Fresh chargrilled fish is a great choice for the BBQ at any time of year, using a firm oily fish like Sea Trout, especially when cut into steaks across the bone, is an excellent fuss free option. Pair this with a seasonal blood orange hollandaise or sauce.
- Dish Type: BBQ
- Serves: 6
- Preparation time: mins
- Cooking time: 10 mins
- Difficulty: Difficult
Ingredients:
- 4-6 portions of trout, cut into steaks across the bone (approx. 250-300g each)
- Sea salt and black pepper for seasoning
- Blood Orange Hollandaise
- 250g unsalted butter
- 2 blood oranges, zest and juice
- juice of 1 lemon
- 4 egg yolks
- Sea salt and black pepper for seasoning
- Set the BBQ for direct cooking at 180-200 degrees using cast iron griddle bars or the regular grates.
HOLLANDIASE
- Melt the butter then set aside. Put the zest and fresh juices into a saucepan and reduce to around two tablespoons over a medium heat. Transfer this liquid into a bowl.

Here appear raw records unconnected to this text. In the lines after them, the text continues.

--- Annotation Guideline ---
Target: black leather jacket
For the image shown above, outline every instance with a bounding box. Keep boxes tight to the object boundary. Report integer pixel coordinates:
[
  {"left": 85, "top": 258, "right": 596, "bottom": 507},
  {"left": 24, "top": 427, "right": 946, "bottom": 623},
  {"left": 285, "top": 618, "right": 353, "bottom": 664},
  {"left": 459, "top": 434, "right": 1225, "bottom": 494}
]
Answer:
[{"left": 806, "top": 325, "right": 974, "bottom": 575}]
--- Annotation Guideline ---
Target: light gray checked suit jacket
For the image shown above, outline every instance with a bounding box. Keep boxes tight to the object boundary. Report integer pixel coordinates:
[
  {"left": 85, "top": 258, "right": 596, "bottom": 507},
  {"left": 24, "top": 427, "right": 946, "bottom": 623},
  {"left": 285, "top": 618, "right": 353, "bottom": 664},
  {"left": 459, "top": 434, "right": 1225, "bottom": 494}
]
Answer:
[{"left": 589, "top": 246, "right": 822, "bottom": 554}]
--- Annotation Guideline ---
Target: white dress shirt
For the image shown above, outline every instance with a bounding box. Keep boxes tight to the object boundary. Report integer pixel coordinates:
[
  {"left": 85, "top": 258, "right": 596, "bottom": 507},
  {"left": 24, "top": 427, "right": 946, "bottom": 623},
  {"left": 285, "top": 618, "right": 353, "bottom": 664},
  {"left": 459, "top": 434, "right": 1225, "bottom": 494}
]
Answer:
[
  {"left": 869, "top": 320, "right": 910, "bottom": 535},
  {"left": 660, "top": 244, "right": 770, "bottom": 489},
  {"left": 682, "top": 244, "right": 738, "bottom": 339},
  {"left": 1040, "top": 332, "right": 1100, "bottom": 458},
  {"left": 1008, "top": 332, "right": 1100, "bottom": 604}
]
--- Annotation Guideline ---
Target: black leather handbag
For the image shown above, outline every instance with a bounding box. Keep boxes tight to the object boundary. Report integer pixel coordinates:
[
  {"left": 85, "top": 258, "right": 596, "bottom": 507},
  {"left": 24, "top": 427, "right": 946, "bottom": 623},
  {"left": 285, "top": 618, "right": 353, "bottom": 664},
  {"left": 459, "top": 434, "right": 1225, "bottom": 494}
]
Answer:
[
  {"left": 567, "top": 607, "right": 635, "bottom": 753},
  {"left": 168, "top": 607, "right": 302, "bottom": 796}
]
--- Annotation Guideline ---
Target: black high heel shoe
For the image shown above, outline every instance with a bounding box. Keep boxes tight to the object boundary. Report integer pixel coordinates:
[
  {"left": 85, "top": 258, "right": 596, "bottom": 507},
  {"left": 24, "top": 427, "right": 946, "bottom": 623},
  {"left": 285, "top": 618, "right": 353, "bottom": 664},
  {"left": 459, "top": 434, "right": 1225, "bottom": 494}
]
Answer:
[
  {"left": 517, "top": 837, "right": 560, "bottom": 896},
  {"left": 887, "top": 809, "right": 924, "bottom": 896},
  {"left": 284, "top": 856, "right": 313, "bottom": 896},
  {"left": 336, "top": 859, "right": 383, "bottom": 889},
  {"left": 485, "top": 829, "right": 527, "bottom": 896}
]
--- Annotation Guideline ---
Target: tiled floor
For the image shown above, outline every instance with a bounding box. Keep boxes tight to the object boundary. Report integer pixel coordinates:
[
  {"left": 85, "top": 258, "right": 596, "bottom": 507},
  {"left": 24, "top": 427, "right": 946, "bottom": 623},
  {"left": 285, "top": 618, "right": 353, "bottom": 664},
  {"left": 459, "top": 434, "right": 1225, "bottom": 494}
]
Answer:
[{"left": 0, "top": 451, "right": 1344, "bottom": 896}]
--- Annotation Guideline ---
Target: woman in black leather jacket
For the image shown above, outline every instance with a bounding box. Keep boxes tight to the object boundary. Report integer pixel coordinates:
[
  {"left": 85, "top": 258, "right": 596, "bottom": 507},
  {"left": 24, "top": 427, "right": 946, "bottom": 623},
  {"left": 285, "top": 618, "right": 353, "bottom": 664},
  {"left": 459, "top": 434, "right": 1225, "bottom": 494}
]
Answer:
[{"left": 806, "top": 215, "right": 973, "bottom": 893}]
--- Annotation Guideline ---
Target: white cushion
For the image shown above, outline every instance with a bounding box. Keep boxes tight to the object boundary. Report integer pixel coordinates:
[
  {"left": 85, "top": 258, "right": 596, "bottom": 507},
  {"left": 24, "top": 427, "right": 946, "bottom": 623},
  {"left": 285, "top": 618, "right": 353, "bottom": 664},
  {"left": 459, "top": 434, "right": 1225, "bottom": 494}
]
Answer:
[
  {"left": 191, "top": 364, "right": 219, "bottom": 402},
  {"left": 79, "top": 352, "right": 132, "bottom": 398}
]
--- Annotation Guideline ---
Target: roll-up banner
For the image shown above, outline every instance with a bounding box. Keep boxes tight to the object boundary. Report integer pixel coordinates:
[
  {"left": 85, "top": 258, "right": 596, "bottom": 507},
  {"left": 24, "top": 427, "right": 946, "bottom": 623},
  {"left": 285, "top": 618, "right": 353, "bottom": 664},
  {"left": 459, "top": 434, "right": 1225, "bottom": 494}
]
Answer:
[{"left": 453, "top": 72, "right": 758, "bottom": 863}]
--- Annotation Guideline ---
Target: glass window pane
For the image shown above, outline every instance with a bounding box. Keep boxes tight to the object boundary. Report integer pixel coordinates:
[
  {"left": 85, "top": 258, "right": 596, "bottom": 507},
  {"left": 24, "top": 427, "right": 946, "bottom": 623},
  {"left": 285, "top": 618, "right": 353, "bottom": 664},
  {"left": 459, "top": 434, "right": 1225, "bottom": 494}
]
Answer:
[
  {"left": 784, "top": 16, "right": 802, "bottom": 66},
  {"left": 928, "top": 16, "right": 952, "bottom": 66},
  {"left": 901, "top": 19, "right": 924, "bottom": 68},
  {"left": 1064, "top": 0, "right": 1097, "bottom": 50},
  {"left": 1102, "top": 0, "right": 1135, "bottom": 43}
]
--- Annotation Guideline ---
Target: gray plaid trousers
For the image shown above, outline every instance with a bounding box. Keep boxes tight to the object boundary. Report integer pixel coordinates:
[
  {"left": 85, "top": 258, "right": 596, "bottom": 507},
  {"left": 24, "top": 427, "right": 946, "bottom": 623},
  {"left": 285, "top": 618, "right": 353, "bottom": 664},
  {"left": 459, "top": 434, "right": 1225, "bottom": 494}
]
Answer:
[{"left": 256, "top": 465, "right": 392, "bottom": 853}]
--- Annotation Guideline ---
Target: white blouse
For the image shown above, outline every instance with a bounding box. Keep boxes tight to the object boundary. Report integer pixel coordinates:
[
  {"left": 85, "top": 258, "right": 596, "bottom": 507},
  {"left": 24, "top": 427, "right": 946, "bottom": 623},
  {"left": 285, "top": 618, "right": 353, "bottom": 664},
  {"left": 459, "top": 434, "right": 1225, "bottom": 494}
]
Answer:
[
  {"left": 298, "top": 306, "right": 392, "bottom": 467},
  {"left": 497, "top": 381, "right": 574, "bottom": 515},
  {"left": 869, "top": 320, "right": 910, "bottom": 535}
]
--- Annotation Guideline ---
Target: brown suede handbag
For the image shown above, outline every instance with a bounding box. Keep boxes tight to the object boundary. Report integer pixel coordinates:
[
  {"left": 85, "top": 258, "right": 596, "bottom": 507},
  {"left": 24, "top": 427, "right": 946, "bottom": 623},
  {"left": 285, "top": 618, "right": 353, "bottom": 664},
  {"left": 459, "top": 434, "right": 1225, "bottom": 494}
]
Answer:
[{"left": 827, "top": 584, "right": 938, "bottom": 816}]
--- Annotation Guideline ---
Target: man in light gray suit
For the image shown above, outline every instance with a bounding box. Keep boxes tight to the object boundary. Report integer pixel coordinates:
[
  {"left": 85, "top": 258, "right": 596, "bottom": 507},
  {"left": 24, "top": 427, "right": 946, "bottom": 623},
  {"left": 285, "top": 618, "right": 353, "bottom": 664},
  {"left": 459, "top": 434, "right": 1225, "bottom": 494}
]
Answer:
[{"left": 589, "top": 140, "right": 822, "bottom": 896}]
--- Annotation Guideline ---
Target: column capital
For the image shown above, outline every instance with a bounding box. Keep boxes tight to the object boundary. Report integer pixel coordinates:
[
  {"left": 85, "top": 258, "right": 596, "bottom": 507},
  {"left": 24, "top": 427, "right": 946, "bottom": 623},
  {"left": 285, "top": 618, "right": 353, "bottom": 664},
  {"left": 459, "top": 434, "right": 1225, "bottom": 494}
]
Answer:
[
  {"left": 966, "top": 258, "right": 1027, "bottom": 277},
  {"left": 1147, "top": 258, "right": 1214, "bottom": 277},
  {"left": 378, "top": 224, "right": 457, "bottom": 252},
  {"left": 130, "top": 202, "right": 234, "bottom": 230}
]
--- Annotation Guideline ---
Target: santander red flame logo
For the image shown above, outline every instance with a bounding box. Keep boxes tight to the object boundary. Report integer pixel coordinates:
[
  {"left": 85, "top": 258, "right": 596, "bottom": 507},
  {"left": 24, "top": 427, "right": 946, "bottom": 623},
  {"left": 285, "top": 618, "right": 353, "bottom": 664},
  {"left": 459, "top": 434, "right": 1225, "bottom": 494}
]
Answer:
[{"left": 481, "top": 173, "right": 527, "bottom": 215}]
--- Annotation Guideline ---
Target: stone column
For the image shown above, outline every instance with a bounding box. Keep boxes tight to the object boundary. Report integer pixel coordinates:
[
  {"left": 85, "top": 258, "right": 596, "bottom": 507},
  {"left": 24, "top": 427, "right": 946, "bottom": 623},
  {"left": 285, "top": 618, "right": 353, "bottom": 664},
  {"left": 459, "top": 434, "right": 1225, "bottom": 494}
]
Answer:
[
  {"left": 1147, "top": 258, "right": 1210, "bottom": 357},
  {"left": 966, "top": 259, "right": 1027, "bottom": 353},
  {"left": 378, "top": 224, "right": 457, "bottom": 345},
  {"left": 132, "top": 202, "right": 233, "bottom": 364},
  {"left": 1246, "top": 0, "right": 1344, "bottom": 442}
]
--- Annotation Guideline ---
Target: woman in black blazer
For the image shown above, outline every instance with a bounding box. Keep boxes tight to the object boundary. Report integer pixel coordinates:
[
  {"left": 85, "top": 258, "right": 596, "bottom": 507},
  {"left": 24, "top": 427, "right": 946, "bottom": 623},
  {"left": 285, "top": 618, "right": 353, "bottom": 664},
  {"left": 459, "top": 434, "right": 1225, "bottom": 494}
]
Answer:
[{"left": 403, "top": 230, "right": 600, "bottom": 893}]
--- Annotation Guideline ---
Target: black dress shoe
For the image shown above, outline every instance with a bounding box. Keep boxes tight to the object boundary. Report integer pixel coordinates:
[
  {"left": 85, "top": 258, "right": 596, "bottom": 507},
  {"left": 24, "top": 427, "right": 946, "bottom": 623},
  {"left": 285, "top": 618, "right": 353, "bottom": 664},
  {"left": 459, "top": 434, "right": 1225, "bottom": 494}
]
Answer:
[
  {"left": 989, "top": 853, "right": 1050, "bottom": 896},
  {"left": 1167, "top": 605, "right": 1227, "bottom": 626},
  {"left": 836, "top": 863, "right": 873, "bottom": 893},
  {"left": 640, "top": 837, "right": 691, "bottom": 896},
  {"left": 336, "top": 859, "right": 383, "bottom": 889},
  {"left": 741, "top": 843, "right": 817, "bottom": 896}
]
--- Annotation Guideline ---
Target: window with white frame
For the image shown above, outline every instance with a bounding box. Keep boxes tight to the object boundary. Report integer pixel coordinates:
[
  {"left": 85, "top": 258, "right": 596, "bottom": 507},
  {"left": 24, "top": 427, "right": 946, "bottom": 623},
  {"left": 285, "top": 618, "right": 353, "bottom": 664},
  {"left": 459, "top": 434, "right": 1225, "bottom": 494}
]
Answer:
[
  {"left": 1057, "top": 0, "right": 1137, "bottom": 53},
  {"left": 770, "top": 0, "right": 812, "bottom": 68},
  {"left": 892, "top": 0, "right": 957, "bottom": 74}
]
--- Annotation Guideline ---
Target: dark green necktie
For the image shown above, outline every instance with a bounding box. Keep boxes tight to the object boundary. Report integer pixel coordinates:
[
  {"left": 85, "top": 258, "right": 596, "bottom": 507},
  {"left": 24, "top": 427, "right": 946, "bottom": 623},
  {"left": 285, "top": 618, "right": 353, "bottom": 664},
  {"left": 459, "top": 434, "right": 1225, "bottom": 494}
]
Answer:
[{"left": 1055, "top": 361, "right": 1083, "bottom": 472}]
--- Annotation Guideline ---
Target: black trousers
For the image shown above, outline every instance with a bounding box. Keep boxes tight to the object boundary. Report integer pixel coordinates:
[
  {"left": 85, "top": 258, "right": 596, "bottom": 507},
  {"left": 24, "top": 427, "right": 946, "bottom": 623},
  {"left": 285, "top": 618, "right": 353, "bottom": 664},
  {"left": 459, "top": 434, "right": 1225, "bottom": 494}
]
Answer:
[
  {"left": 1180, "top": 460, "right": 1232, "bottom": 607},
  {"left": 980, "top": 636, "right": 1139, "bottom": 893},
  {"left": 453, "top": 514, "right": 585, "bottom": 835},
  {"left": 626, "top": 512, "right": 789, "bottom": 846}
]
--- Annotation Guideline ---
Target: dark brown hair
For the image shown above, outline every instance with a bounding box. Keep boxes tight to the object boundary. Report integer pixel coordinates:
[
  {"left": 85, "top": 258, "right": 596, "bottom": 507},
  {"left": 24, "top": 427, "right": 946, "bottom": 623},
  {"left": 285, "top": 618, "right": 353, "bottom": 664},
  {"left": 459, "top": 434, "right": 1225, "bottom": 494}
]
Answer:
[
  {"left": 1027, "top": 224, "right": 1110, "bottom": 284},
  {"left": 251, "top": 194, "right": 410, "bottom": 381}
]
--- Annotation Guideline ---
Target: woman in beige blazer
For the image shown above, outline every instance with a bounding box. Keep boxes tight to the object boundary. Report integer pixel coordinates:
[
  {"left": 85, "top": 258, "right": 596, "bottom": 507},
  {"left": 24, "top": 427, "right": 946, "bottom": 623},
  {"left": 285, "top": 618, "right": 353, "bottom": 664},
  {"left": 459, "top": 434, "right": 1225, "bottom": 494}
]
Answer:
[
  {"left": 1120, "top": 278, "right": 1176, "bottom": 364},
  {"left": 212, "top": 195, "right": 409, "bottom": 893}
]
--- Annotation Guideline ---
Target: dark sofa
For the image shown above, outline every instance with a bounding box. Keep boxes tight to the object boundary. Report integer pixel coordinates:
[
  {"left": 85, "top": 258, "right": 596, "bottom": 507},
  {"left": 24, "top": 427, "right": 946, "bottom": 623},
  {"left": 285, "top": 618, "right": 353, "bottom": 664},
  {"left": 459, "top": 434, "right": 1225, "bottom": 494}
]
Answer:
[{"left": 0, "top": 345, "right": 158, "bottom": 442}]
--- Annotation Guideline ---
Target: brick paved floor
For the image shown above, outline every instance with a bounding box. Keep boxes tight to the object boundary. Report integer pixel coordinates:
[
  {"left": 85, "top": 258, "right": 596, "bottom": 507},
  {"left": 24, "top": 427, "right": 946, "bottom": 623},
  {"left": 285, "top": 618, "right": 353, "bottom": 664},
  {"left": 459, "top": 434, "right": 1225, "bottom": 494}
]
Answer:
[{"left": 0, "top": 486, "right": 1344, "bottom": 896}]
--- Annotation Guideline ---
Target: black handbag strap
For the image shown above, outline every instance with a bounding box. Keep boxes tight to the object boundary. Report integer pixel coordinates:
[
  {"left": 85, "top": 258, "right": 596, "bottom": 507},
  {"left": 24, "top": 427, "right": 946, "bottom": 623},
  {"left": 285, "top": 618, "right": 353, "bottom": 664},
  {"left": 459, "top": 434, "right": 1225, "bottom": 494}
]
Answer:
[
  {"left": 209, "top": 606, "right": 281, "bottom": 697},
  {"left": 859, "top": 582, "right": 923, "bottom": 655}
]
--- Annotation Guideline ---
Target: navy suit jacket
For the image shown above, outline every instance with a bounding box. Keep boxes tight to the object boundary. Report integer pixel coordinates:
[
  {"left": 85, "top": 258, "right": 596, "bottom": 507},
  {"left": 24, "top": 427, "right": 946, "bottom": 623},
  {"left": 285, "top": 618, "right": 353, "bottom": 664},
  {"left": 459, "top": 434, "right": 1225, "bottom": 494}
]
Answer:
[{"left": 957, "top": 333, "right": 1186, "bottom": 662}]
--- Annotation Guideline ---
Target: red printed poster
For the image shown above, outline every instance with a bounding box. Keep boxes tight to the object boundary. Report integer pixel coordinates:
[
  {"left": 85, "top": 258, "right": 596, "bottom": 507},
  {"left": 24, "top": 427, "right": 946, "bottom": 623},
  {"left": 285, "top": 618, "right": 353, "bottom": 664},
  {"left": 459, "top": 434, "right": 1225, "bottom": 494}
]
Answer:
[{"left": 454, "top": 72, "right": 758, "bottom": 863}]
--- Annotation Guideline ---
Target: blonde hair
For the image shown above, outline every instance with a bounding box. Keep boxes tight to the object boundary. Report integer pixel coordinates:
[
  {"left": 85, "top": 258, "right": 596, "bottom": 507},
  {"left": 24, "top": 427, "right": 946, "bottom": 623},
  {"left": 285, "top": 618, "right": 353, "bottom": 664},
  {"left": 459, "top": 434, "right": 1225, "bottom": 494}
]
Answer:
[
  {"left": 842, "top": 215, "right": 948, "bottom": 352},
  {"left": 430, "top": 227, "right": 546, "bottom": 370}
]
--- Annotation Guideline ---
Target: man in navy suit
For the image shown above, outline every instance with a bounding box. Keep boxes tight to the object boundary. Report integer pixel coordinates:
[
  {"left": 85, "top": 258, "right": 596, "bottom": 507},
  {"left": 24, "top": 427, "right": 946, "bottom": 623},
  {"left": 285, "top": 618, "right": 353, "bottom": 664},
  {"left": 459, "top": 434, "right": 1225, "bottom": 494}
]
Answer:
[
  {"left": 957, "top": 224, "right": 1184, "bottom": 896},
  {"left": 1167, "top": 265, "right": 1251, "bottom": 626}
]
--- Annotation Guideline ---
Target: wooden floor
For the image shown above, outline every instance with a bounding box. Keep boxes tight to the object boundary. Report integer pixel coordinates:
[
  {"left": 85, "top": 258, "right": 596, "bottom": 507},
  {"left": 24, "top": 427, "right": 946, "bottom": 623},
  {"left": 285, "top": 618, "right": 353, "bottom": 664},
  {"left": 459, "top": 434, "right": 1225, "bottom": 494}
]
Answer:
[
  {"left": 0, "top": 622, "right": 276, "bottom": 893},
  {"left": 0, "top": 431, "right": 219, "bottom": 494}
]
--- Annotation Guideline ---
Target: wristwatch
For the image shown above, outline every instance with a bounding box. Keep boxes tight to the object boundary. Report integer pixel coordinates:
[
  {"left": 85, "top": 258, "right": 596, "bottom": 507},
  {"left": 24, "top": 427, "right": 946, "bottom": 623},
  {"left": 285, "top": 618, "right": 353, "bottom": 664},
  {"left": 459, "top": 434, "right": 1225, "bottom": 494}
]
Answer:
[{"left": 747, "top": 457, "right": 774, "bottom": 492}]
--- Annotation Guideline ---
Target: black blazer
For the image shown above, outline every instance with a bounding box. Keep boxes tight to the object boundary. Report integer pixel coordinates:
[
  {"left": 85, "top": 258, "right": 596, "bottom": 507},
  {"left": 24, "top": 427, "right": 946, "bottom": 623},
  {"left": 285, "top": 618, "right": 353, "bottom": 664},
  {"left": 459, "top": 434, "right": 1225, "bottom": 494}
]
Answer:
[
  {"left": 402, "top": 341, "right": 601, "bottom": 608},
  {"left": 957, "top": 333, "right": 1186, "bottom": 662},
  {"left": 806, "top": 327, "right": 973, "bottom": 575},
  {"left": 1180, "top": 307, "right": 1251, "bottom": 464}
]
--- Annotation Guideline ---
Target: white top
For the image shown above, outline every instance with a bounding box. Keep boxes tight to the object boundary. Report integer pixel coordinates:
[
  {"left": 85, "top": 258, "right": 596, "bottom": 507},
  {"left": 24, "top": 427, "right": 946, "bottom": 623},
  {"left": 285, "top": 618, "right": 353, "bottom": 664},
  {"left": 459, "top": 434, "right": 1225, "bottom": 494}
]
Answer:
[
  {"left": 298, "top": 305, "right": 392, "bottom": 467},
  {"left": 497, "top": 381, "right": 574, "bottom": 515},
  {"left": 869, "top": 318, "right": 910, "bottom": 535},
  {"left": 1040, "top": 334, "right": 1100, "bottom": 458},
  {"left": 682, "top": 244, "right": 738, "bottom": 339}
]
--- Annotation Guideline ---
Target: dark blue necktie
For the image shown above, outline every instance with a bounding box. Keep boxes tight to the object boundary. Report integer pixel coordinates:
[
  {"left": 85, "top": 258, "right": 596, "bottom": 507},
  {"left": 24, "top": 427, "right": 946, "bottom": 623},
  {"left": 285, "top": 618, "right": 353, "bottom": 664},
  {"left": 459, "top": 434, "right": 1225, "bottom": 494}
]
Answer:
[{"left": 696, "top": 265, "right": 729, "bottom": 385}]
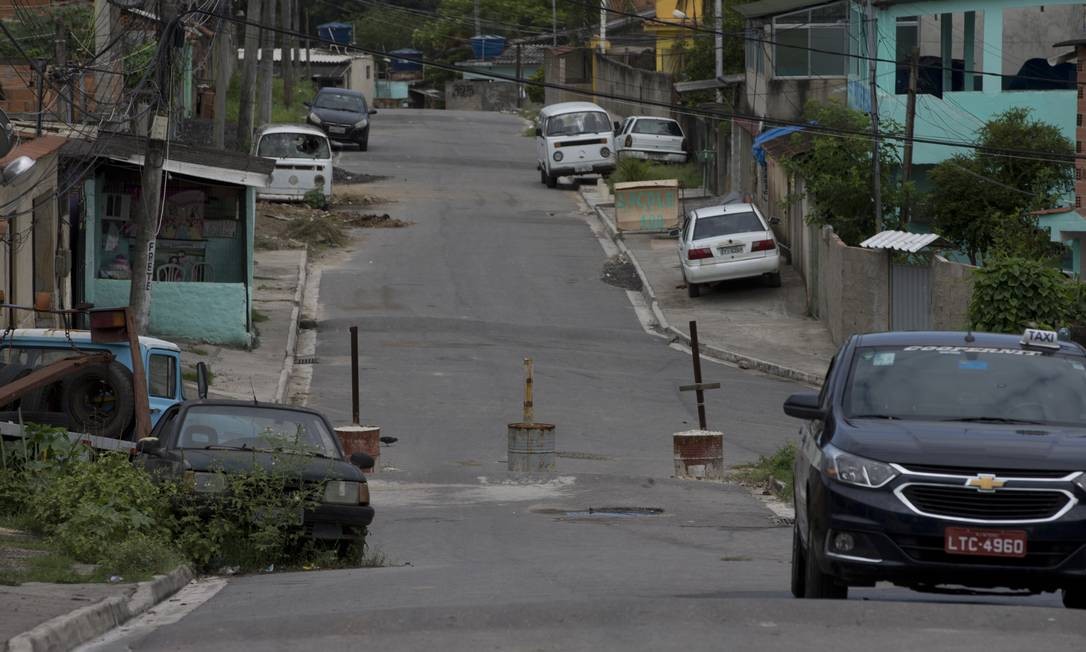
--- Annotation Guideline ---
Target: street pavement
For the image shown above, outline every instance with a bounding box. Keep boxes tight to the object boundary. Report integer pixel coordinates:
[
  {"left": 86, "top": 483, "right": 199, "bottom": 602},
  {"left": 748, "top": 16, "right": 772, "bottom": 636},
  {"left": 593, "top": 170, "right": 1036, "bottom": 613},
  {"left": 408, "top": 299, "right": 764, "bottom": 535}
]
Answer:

- Sit the bowl over a saucepan half filled with hot water and add the egg yolks. Whisk well over a low heat until thick and foamy, continue by whisking in the melted butter a little at a time to a thicker and even consistency. Remove from heat, season to taste, set aside and keep warm.
COOKING THE FISH
- Wipe the bars of the bbq with a little olive oil using some kitchen roll, prior to placing on the fish to prevent sticking. Season the fish on both sides directly before cooking, with salt and black pepper. Place each fish steak on the bbq cooking on the first side for 5-6 mins looking for the pink flesh to go solid pink and opaque rather than translucent as when raw and hints of char on the edges of the skin.
- Turn each steak using a fish slice and continue to cook for another 5-6 minutes. The fish is cooked through when the internal temperature reaches a minimum 63 degrees. Lift off the bbq onto a warm plate and serve straight away.
- Serve each cooked fish steak with a large spoonful of the hollandaise, new potatoes and later in the season, BBQ charred asparagus spears.
- These quantities can be adjusted in the same ratios for less or more portions of fish to suit.